Epilepsy Rates Reach Highest Ever Recorded in US


The seizure-causing condition now inflicts at least 3.4 million US patients, according to the CDC.

Epilepsy is on the rise.

Using the first-ever complete data set from all 50 US states, the Center of Disease Control (CDC) reported that there are currently at least 3.4 million adults and children in the country living with active epilepsy. It is the greatest recorded total of epilepsy diagnoses in US history.

The rate of diagnoses is particularly substantial in adult patients. Since 2010, the adult epilepsy patient population in the US has increased at least 30%, from approximately 2.3 million to 3 million in 2015. In the same period, children patient diagnoses have increased from 450,000 to 470,000.

Though the researchers attributed the growing cases to — most likely — population growth, the rate of epilepsy comes out to it actively affecting 1.2% of the US population. Additionally, 22% of states (11) had reported having 92,000 or more epilepsy patients.

“Millions of Americans are impacted by epilepsy, and unfortunately, this study shows cases are on the rise,” CDC Director Brenda Fitzgerald, MD, said. “Proper diagnosis is key to finding an effective treatment — and at CDC we are committed to researching, testing, and sharing strategies that will improve the lives of people with epilepsy.”

The brain disorder — most known for its causing seizures — can lead in different circumstances to stroke, brain tumors, head injuries, central nervous system infections, or genetic risks. The growing population of patents afflicted with it supplementally face challenges in work, transportation, and affordable health care.

“Epilepsy is common, complex to live with, and costly. It can lead to early death if not appropriately treated,” Rosemarie Kobau, MPH, head of CDC’s Epilepsy Program, said. “Everyone should know how to recognize a seizure and how to give appropriate first aid.”

Jerry J. Shih, of the University of California San Diego Health division, told MD Magazine that quality of life remains an unmet need in epilepsy care.

“A lot of energies have been focused on trying to eliminate seizures to make people seizure-free, and absolutely that's our primary goal,” Shih said. “But for patients who are not seizure-free and who have undergone all of the appropriate studies — have tried a number of medications, may have gone through some surgical evaluation and procedures and are still not seizure-free – I think one of the challenges is how we as a society can come up with better ways of elevating their quality of care, our quality of life.”

Along with this growing rate of epilepsy cases is a changing definition of the condition itself, Shih said. In recent years, several guidelines have loosened their diction for epilepsy from its standard 2-seizure count.

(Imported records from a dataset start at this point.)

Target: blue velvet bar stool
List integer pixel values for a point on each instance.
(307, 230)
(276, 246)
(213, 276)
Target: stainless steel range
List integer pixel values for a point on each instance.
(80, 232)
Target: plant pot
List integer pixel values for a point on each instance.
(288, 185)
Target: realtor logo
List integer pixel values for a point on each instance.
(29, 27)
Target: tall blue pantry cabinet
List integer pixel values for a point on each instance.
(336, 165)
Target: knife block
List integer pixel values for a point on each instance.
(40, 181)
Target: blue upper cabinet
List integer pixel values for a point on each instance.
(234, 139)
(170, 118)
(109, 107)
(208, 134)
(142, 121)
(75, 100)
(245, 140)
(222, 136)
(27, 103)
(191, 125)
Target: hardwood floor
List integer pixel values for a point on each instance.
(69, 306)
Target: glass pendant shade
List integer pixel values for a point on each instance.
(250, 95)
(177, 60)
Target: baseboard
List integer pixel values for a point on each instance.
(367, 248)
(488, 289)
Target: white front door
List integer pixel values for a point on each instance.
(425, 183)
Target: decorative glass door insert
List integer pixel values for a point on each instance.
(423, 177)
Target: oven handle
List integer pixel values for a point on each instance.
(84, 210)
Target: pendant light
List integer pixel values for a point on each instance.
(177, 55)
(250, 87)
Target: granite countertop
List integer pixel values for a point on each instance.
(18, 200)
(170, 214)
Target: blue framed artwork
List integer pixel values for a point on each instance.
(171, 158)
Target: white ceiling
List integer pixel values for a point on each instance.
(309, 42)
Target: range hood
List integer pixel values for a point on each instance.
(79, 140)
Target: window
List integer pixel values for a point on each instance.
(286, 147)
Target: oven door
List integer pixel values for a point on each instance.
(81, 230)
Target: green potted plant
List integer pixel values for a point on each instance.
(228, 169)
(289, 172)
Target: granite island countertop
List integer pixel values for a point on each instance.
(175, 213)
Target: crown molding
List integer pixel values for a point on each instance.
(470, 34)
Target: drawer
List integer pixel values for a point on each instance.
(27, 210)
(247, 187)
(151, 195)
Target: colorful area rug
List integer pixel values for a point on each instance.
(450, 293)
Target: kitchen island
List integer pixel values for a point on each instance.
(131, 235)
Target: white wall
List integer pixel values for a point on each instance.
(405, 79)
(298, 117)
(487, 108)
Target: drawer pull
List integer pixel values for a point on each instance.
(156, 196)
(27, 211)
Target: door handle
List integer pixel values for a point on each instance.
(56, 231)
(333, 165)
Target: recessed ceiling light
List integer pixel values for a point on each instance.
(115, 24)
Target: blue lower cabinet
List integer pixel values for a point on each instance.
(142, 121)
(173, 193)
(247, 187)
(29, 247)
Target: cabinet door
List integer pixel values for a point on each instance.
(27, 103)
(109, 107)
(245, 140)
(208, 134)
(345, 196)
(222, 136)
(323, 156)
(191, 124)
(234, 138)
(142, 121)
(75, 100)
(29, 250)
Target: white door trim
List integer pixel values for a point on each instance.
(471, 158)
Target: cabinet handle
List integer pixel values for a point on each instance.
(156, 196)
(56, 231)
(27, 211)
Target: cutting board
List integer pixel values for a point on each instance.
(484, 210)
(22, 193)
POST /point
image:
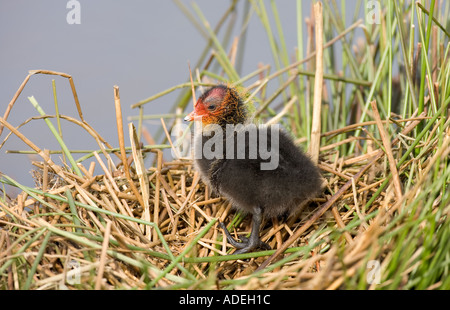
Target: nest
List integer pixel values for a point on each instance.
(157, 227)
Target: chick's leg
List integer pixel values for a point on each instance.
(251, 243)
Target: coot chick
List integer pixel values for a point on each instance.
(258, 168)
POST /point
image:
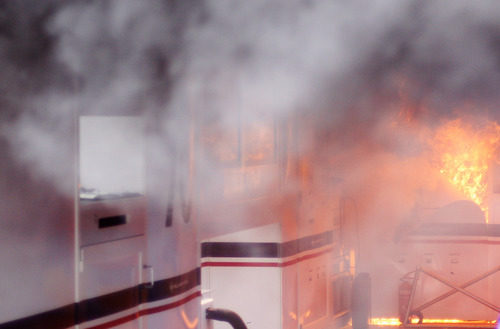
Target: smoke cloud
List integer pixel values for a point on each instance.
(359, 65)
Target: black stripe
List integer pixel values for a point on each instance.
(239, 249)
(458, 229)
(266, 249)
(58, 318)
(101, 306)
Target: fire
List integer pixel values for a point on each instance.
(395, 321)
(464, 152)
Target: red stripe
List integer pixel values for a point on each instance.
(266, 264)
(148, 311)
(455, 241)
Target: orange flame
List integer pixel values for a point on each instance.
(463, 154)
(395, 321)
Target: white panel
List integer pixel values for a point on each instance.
(254, 293)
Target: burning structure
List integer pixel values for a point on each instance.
(162, 158)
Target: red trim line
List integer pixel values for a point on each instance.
(266, 264)
(140, 313)
(455, 241)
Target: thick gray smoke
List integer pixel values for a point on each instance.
(347, 59)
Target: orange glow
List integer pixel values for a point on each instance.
(189, 324)
(463, 153)
(396, 322)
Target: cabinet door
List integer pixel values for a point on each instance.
(109, 277)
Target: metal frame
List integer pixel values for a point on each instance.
(455, 289)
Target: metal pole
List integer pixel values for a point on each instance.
(453, 291)
(412, 295)
(465, 292)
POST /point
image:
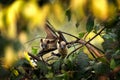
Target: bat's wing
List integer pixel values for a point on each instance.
(50, 32)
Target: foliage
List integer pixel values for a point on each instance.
(21, 20)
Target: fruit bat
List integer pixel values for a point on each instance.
(50, 42)
(62, 48)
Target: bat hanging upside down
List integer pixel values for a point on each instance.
(62, 49)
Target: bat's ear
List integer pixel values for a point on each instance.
(48, 41)
(41, 40)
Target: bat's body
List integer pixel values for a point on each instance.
(63, 49)
(50, 42)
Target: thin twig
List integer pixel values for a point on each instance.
(88, 45)
(80, 39)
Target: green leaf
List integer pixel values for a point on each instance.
(90, 24)
(68, 13)
(112, 64)
(81, 34)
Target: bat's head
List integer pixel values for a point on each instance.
(44, 44)
(62, 45)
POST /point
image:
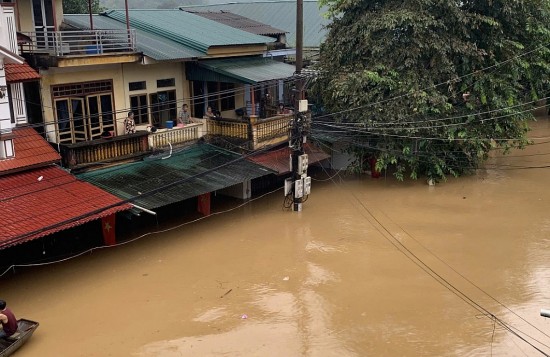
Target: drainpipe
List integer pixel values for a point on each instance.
(128, 24)
(90, 12)
(54, 17)
(253, 111)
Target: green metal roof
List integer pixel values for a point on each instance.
(250, 70)
(162, 180)
(280, 14)
(152, 45)
(187, 29)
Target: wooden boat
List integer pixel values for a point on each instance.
(25, 329)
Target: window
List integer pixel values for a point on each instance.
(132, 86)
(221, 96)
(227, 96)
(163, 107)
(138, 103)
(169, 82)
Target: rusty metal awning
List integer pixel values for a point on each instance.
(279, 160)
(161, 180)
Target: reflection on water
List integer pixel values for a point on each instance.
(369, 268)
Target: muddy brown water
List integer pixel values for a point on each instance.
(371, 267)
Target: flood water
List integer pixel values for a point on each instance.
(370, 267)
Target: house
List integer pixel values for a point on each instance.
(280, 14)
(94, 69)
(34, 190)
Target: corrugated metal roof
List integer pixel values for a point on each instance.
(157, 182)
(187, 29)
(240, 22)
(152, 45)
(279, 160)
(279, 14)
(39, 202)
(31, 149)
(249, 70)
(16, 73)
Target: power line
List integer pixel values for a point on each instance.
(386, 234)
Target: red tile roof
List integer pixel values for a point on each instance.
(279, 160)
(43, 201)
(20, 73)
(30, 150)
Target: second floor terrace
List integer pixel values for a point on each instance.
(72, 47)
(236, 135)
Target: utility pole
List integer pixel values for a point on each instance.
(299, 185)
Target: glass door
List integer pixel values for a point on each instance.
(78, 116)
(100, 115)
(71, 120)
(42, 11)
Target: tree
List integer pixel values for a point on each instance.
(80, 6)
(440, 83)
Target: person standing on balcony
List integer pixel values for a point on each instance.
(184, 117)
(7, 320)
(265, 100)
(129, 124)
(209, 113)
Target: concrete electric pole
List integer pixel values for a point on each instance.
(299, 185)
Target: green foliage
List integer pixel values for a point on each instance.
(440, 82)
(80, 7)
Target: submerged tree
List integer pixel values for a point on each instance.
(436, 84)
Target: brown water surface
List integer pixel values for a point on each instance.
(370, 267)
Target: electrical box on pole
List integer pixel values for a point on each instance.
(302, 164)
(288, 186)
(298, 189)
(307, 185)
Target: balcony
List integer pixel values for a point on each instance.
(247, 135)
(253, 133)
(163, 138)
(76, 47)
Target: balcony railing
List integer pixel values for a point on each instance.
(270, 131)
(228, 128)
(248, 134)
(86, 154)
(81, 43)
(176, 136)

“So the concept is, is that even if after one seizure if it's become pretty obvious that your brain is predisposed to having more seizures then by definition you have epilepsy, so that's sort of a little bit of a shift in terms of definition,” Shih said.

There’s also been a change in defining what it means to “cure” epilepsy, Shih said. Physicians now aim for patients to be seizure free for at least a decade — and medication-free for another 5 years — before assuming epilepsy will never longer affect them.

“I think first and foremost for other physicians who are not in the field of epilepsy it's important to understand that the definitions have actually changed or have evolved over the years,” Shih said.